Internships, not ‘sightseeing tours’, will help young Hongkongers learn about mainland China, scholar says
Academic Anthony Fung speaks at seminar ahead of group visit across the border to meet state leaders
Internships or work experience across the border would help young Hongkongers appreciate China better than short “sightseeing trips”, an academic said on the eve of a mainland visit by a group of up-and-coming business and community leaders.
“Short-term exchange programmes usually give an impression that they are just cheap sightseeing tours,” Professor Anthony Fung Ying-him said at a public seminar at Chinese University on Thursday, as he highlighted findings from a survey done three years ago on youngsters’ attitudes towards mainland China. “Itineraries are usually very tight, and it is difficult for participants to really understand daily life on the mainland.”
He pointed out that respondents who had taken part in short exchanges across the border were more pessimistic about the political situation there compared with those who had not been on such trips.

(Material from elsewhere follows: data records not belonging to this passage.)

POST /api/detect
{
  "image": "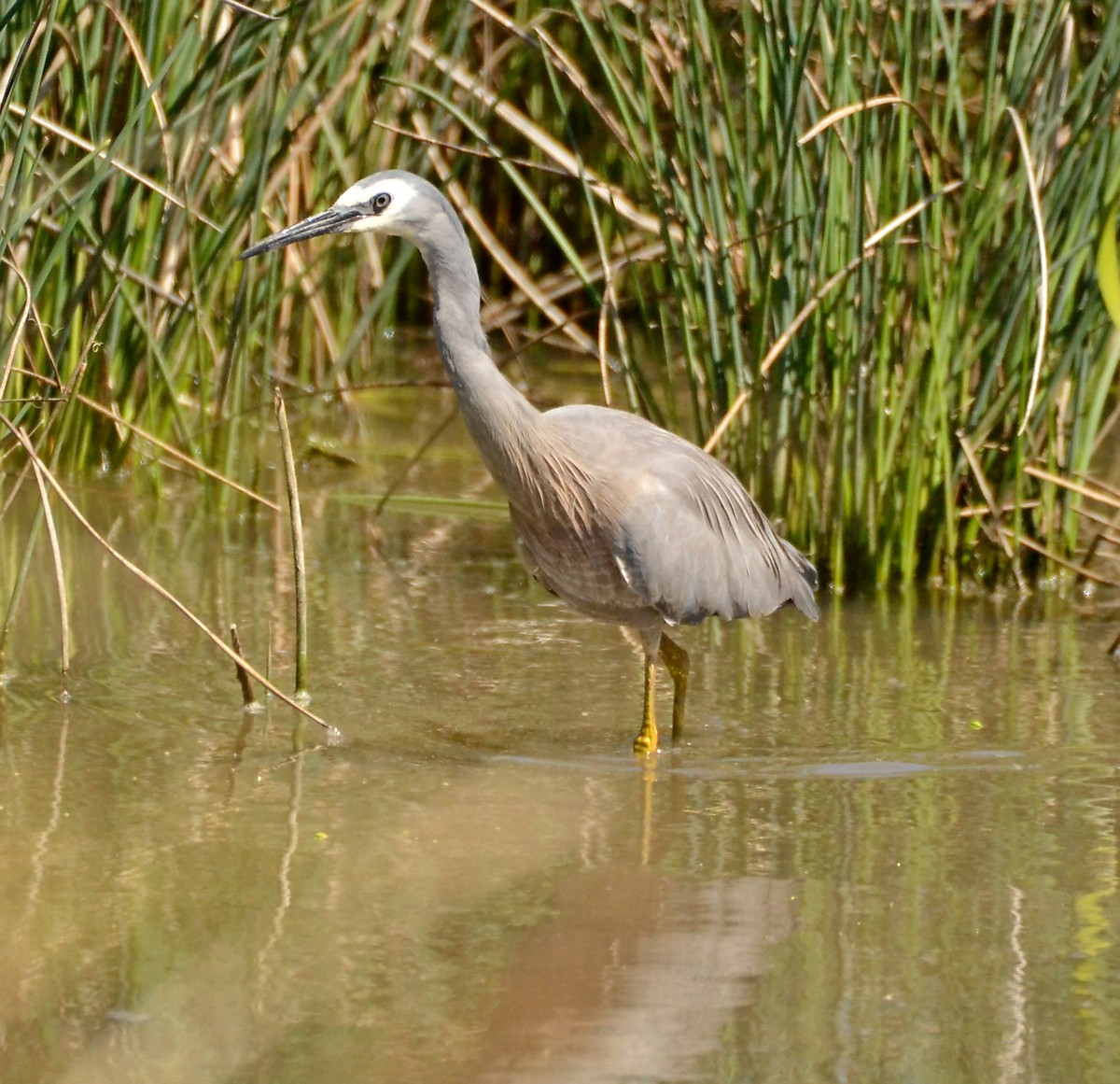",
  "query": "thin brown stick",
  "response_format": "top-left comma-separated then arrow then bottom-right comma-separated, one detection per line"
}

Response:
1023,466 -> 1120,509
1007,106 -> 1049,437
273,388 -> 308,698
0,415 -> 342,740
230,625 -> 261,711
704,249 -> 870,453
12,369 -> 280,512
32,459 -> 69,702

But those who had joined internship programmes and worked on the mainland gave an average score of 1.63 out of 3 for the general living quality there, compared to a score of 1.44 for those who had not joined such programmes.
The seminar was held as 150 young business and community leaders prepared to tour Shenzhen, Wuhan and Beijing to understand how the country’s IT sector is developing.

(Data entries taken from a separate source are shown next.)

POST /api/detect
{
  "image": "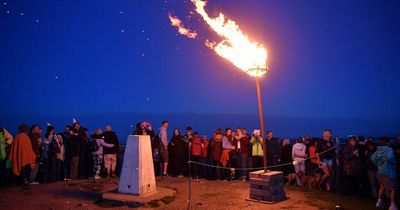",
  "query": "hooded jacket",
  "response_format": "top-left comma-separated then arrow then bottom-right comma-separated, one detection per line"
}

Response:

They are expected to meet state leaders in the Chinese capital, possibly including vice-premier Han Zheng, who is in charge of Hong Kong and Macau affairs as well as regional development in the Greater Bay Area.
Kenneth Fok Kai-kong, a leader of the delegation and a Hong Kong delegate to China’s top political advisory body, the Chinese People’s Political Consultative Conference, said the trip details were being finalised.
The grandson of tycoon and Beijing loyalist Henry Fok Ying-tung, told reporters after the seminar, which he also spoke at: “It would be a very valuable chance if [we] could in person hear the state leaders’ views and expectations of Hong Kong’s young people.”
He said the central government attached much importance to the development of the city’s youth and how they integrated into the country’s development.
Fok is chairman of the Committee of Youth Activities in Hong Kong, which is co-organising the mainland trip next week. The committee is formed by nine pro-Beijing groups in Hong Kong, including the Y.Elites Association and the Hong Kong United Youth Association, of which the key members are the so-called fu er dai, or “second-generation rich” – the scions of wealthy families.
Ben Kong Ho-ming, a policy officer at the think tank Savantas Policy Institute, said at the seminar that Hongkongers’ reluctance to work across the border was related to pay. The general starting salary of a university graduate in Hong Kong is about HK$14,000 (US$1,785), while that on the mainland is only 4,300 yuan (US$662).
Clarisse Yeung Suet-ying, of the cultural group ARTicipants, also flagged “heavy political censorship” as something deterring young artists from moving to the mainland.
The localist Wan Chai district councillor said: “There seems to have been too much discussion in recent years about encouraging our young people to find opportunities across the border. But should we not encourage our young talent to stay in Hong Kong to contribute to our society?”